Some teens, she said, have taken to hiding their drugs in jars of peanut butter or coffee cans -- scents that may throw off their parents, but not a dog that's been trained to identify individual scents.
When the dogs hit on evidence of drugs, the handlers tell the parents where to look and leave it up to them to find what they're kids have been hiding. Dogs Finding Drugs does not confiscate the drugs nor do they notify authorities, though Wills said she encourages the parents do so.
"We're not law enforcement," she said. "We let them [the parents] go open up the drawer, take the drugs out and then they decide what the course of action will be."
Elizabeth Robertson, the National Institute on Drug Abuse's chief of prevention research, said sending a dog in rather than just talking to a child "creates distrust and puts up a barrier between a parent and child."
And if parents have tried talking and know their children are doing drugs anyway, then "what's the purpose of bringing a dog in the house?" she asked.
"Once their exhibiting the behavior it's up to the parent to get professional help," Robertson said. "Bringing a dog into the house is not going to convince a kid to stop doing drugs."
The Dogs Finding Drugs dogs boast certifications from the National Tactical Police Dog Association (NTPDA) and live with their trained handlers.
The animals may be a godsend to parents desperate for a fool-proof way to find out if their kids have a drug problem, but don't want the police involved. But critics question whether a private citizen should undertake a venture like this.
"There's a lot ifs," said Mike Bullock, vice president of the American Working Dog Association, which works with police K-9 teams all over the country.
Bullock, who's worked in the field for 26 years, said he's seen a variety of private search companies come and go with varying degrees of success. The ones that last, he said, hold licenses from the federal Drug Enforcement Administration and typically have government contracts.
He questioned Wills' qualifications for running a professional drug search service. He said he has not heard of the NTPDA, the association Wills uses for certification.

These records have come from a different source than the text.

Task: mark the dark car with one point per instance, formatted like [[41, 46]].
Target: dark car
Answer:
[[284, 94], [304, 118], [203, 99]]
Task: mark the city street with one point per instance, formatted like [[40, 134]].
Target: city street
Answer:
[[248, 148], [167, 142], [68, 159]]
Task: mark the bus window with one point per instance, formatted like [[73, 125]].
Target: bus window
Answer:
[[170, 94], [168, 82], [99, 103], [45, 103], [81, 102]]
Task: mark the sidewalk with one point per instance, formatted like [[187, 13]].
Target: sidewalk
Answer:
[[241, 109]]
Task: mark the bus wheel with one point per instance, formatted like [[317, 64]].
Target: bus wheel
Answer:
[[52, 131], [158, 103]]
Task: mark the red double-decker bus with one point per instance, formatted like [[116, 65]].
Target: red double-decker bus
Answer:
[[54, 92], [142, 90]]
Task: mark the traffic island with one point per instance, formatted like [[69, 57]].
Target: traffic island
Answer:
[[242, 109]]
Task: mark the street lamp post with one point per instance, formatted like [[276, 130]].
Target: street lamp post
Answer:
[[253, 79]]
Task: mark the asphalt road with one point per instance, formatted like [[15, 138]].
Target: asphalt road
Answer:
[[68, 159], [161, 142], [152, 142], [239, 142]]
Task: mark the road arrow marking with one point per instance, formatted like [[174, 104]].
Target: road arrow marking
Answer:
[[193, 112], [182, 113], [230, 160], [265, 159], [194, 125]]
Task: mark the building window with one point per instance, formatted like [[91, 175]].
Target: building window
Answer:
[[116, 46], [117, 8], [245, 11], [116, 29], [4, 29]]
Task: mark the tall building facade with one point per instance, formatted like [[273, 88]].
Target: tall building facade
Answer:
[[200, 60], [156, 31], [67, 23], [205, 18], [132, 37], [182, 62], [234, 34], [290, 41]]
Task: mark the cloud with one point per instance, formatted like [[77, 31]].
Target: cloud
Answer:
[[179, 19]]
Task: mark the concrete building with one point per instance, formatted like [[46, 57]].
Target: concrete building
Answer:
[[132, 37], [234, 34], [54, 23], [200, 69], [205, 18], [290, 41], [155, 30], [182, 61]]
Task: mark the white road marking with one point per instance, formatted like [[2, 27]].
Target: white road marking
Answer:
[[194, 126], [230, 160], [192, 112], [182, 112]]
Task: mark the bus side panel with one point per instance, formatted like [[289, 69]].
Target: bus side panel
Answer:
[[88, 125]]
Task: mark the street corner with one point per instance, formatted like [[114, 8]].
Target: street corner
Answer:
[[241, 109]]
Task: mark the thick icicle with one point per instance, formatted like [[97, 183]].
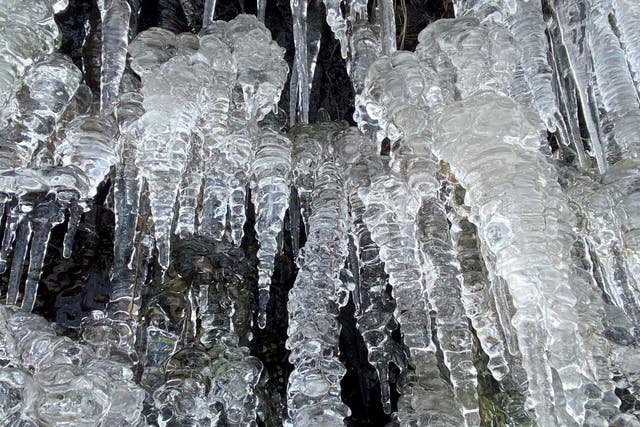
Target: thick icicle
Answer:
[[270, 196], [337, 23], [374, 310], [29, 32], [365, 48], [163, 150], [313, 393], [47, 90], [115, 16], [262, 71], [409, 115], [391, 210], [520, 246], [476, 295]]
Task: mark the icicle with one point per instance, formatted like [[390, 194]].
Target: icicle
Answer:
[[627, 16], [55, 367], [365, 48], [262, 71], [125, 276], [358, 11], [19, 257], [520, 246], [262, 9], [29, 32], [43, 218], [476, 296], [420, 170], [235, 373], [75, 213], [387, 27], [163, 167], [11, 224], [528, 28], [47, 91], [270, 196], [216, 193], [571, 17], [300, 63], [374, 311], [313, 393], [310, 143], [338, 24], [209, 13], [88, 149], [615, 86], [193, 15], [190, 188], [115, 15]]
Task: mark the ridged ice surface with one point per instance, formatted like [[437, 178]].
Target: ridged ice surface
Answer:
[[467, 255], [313, 392], [51, 380], [270, 196]]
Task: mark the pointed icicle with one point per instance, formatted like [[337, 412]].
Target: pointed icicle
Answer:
[[19, 257], [300, 62], [574, 55], [270, 196], [374, 309], [75, 214], [11, 224], [313, 392], [338, 24], [209, 13], [627, 17]]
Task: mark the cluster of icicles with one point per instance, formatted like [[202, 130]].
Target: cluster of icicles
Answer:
[[489, 243]]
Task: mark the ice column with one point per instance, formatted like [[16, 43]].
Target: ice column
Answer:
[[314, 385]]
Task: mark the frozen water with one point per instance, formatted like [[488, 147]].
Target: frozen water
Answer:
[[481, 221]]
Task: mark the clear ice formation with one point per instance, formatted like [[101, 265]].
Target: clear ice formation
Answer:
[[500, 234]]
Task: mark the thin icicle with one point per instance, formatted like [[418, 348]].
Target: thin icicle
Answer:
[[615, 86], [574, 55], [115, 16], [627, 16], [209, 13], [75, 214], [300, 62], [270, 196], [374, 310], [43, 218], [388, 27], [13, 218], [476, 296], [337, 23], [314, 385], [19, 257], [262, 9]]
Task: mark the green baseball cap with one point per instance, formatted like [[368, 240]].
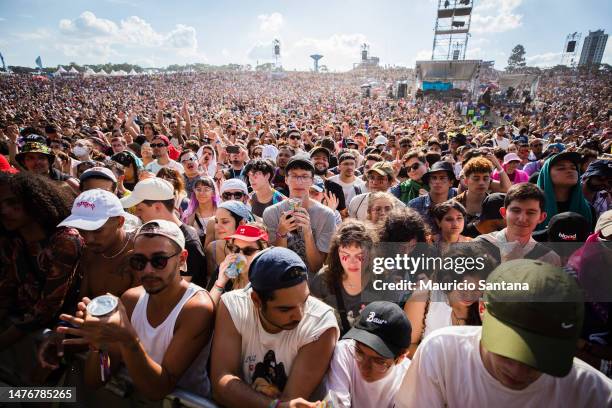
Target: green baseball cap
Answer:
[[539, 325]]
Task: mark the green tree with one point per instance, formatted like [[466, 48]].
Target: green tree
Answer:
[[517, 58]]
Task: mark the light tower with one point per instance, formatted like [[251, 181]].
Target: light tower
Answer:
[[452, 29], [316, 58], [277, 59], [570, 49]]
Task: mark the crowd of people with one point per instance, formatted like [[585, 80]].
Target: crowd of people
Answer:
[[234, 219]]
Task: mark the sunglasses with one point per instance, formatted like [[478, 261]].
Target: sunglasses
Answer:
[[414, 167], [139, 262], [248, 251], [228, 196], [190, 158]]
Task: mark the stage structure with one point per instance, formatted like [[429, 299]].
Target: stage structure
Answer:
[[452, 29], [277, 57], [367, 61], [448, 75], [316, 58], [570, 49]]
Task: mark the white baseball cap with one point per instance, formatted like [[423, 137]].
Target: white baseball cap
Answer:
[[164, 228], [380, 140], [234, 184], [153, 188], [92, 208]]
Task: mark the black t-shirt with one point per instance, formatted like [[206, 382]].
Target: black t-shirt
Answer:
[[196, 260], [336, 189]]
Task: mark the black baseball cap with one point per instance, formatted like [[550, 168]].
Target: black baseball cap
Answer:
[[276, 268], [320, 149], [601, 167], [491, 205], [383, 327], [301, 162]]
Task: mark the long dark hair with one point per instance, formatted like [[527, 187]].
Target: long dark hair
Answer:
[[470, 250], [351, 232], [41, 198]]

"My question is, does she have a DEA license?" he asked. "You've got to be very careful."
Dogs Finding Drugs doesn't hold a DEA license and Wills said she does not need one.
"We are not per se training the dogs from scratch. What we do is get the dogs and the handlers," she said. "They're already certified. We'll do maintenance training, practicing training to keep them sharp."
"We made sure," she said, "we're100 percent official."
For two years, Wills has run Dogs Finding Dogs, a non-profit 501(c)(3) that employs trained search and rescue dogs to help pet owners find their missing animals. She said she had always planned on expanding her existing non-profit to include drug-sniffing dogs.
Wills stumbled into the dog business after taking her shepherd/Labrador retriever mix Heidi to a training facility for obedience and finding that her pooch had a great sense for tracking.
As Wills became more involved with Heidi's training, she absorbed the facility's on-the-side business of helping find lost pets, eventually founding Dogs Finding Dogs.
She now gets more than 300 clients a year and has Heidi in training to become another drug-sniffing dog for Dogs Finding Drugs. Her new venture also offers explosives and firearms detection for parents, schools and businesses, using different dogs trained specifically for that type of search.
Wills, a mother of two grown children, said her work goes beyond the initial drug-sweep.
When drugs are found, she said, her team doesn't just pack it in and head off. Instead, they have partnered with Mike Gimbel, the former director of substance abuse for Baltimore County who now runs a consulting and educational company for those seeking addiction treatment.
"I want to help the parents," she said. "It really cuts you open when you see what these children and families go through."